韓国南東部を流れる川。全長 525km。流域面積2万 3859km2。朝鮮半島第2の長江で,ソベク (小白) 山脈以南の,いわゆるヨンナム (嶺南) 地方の大部分を流域とする。カンウォン (江原) 道南部のハンベク (咸白) 山付近に源を発し,東のテベク (太白) 山脈,西のソベク山脈の間を蛇行しながらほぼ南に向って流れ,プサン (釜山) 市の西縁でテハン (大韓) 海峡 (対馬海峡) に注ぐ。多数の支流を集め,その多くは長さ 100kmをこえる。流域には広い谷と盆地が発達。

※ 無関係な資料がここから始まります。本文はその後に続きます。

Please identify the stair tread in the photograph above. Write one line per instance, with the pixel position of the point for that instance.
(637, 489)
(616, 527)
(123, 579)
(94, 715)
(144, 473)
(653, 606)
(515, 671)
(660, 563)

盆地は上流からアンドン (安東) ,サンジュ (尚州) ,キムチョン (金泉) ,支流クムホ (琴湖) 江のテグ (大邱) ,ナム (南) 江のチンジュ (晋州) などがあり,いずれもヨンナム地方の重要な生活の場である。下流では分流してキムヘ (金海) 平野と呼ばれる広い三角州を形成する。流域の降水量は多くないが,夏季に集中するために,中・下流部では広い氾濫原が形成され自然堤防が発達する。自然堤防上は畑や果樹園に,後背湿地は水田に利用される。キムヘ平野は韓国の重要な穀倉で,多角的な農業経営が進んでいる。流れがゆるやかで,小型船はアンドン盆地まで航行できる。国連特別基金によって治水開発計画が進行しており,1969年ナム江ダム,76年アンドン・ダムが完成した。